Das sind überraschende Worte für einen Mann, der sein Geld mit fossilen Energien macht. Doch tatsächlich sieht van Beurden die zunehmende Abkehr von Diesel- und Benzinautos positiv.

"Wir brauchen mehr E-Autos"

"Wir brauchen eine wesentlich höhere Anzahl von E-Autos - oder von Wasserstoff- oder Gasfahrzeugen -, wenn wir unter der Zwei-Grad-Grenze bleiben wollen", sagte er.

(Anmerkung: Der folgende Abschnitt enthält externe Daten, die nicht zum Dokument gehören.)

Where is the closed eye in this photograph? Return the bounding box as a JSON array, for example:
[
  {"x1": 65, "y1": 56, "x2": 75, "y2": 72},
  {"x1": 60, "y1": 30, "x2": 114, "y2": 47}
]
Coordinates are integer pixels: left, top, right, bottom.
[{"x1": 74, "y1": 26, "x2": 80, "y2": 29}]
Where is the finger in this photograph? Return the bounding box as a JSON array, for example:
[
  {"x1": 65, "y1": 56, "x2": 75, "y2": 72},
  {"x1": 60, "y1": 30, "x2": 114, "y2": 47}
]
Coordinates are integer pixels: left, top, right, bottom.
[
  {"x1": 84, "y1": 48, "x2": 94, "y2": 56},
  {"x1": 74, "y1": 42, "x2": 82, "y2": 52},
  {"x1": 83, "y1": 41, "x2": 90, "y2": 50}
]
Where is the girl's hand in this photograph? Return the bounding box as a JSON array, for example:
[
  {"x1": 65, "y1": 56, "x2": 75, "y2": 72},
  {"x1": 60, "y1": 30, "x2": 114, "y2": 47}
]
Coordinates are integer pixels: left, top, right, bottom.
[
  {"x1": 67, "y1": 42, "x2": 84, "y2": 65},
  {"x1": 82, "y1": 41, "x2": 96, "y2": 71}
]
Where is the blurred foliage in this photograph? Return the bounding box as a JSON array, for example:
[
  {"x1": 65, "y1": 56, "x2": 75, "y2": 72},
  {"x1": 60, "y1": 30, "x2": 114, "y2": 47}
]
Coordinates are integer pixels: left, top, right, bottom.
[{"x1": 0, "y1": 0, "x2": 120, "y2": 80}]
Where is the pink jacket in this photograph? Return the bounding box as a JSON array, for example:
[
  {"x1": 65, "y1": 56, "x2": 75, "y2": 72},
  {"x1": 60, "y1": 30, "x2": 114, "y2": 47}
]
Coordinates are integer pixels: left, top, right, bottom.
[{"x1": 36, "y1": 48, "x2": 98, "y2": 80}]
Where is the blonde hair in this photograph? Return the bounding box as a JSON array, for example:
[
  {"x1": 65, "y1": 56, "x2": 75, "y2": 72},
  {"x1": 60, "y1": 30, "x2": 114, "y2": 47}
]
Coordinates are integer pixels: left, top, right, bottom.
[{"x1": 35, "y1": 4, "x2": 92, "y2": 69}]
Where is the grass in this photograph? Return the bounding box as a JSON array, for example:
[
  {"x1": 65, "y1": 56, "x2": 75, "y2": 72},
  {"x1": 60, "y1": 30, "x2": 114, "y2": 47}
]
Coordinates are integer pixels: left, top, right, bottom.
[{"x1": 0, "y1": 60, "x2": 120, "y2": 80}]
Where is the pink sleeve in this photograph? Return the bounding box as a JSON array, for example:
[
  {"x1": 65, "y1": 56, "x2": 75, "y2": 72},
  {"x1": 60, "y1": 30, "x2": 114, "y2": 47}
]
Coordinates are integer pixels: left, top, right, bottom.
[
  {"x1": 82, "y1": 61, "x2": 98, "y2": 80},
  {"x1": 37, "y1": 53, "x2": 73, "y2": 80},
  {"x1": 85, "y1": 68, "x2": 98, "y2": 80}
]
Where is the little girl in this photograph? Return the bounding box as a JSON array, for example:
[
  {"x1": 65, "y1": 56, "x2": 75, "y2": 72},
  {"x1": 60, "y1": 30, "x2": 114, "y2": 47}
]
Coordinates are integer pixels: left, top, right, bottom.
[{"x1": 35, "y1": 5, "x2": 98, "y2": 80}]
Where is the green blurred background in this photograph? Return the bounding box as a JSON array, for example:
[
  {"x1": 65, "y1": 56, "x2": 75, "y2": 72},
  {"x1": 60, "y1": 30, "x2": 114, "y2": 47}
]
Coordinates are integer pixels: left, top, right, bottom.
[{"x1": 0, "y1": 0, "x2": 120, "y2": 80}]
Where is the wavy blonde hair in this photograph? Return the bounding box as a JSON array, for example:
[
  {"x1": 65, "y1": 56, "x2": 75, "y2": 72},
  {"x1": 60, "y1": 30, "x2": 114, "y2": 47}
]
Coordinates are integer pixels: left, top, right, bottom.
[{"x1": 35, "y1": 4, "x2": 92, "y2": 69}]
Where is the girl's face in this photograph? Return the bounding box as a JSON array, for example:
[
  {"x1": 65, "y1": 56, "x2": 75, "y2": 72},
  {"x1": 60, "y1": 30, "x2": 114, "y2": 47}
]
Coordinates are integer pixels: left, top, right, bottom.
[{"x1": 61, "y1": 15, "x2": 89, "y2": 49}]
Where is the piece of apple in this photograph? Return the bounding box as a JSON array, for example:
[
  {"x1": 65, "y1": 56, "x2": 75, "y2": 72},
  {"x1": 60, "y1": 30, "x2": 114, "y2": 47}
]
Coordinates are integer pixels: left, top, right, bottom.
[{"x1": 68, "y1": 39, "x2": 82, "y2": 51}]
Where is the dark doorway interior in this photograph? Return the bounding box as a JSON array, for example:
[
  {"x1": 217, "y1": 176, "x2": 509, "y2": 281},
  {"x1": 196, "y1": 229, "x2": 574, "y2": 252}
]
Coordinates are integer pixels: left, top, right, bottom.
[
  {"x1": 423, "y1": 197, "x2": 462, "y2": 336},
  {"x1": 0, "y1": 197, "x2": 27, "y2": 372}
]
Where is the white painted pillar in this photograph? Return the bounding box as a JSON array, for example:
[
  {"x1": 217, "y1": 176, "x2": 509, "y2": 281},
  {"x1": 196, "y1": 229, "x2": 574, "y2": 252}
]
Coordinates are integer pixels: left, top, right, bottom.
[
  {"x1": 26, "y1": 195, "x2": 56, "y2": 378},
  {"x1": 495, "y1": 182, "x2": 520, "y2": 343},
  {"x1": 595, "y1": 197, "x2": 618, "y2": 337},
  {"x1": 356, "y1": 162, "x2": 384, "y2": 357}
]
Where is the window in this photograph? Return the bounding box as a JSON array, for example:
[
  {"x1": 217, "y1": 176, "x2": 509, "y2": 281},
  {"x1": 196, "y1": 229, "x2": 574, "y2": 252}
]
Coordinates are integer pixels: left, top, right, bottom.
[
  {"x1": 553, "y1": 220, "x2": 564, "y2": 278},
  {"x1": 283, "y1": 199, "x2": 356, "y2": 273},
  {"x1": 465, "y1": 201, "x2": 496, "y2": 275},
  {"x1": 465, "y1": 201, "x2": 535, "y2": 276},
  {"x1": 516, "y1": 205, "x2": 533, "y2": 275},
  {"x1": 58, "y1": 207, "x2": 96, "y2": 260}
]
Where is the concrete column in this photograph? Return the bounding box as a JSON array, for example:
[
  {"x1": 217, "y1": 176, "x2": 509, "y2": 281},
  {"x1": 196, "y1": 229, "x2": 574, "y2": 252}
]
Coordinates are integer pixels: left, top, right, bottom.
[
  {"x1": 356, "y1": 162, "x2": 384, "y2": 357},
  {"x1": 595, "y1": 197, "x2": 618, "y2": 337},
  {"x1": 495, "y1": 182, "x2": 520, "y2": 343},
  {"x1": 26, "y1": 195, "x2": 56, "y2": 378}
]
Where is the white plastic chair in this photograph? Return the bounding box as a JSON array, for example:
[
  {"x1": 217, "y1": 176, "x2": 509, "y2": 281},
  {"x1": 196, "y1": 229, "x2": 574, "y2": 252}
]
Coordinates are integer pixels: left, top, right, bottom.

Im Pariser Abkommen haben sich 192 Staaten darauf geeinigt, die globale Erderwärmung auf deutlich unter zwei Grad gegenüber der vorindustriellen Zeit zu begrenzen.

Auch van Beurden hat also die Notwendigkeit erkannt, für die Umwelt zu kämpfen. Zulassungs- und Fahrverbote werden die Wende hin zur Elektromobilität einleiten. Großbritannien will ab 2040 keine Diesel- oder Benzinautos mehr zulassen, Frankreich ebenfalls

Noch ambitioniertere Pläne hat Norwegen. Ab 2025 sollen hier nur noch Elektroautos verkauft werden.

Van Beurden sagte gegenüber Bloomberg, sein Unternehmen stelle sich bereits auf fallende Ölpreise ein. Denn die Nachfrage für fossile Brennstoffe wird wohl zurückgehen.

"Wir müssen uns weiterhin neu erfinden", sagte der baldige E-Auto-Besitzer van Beurden dazu gegenüber Bloomberg.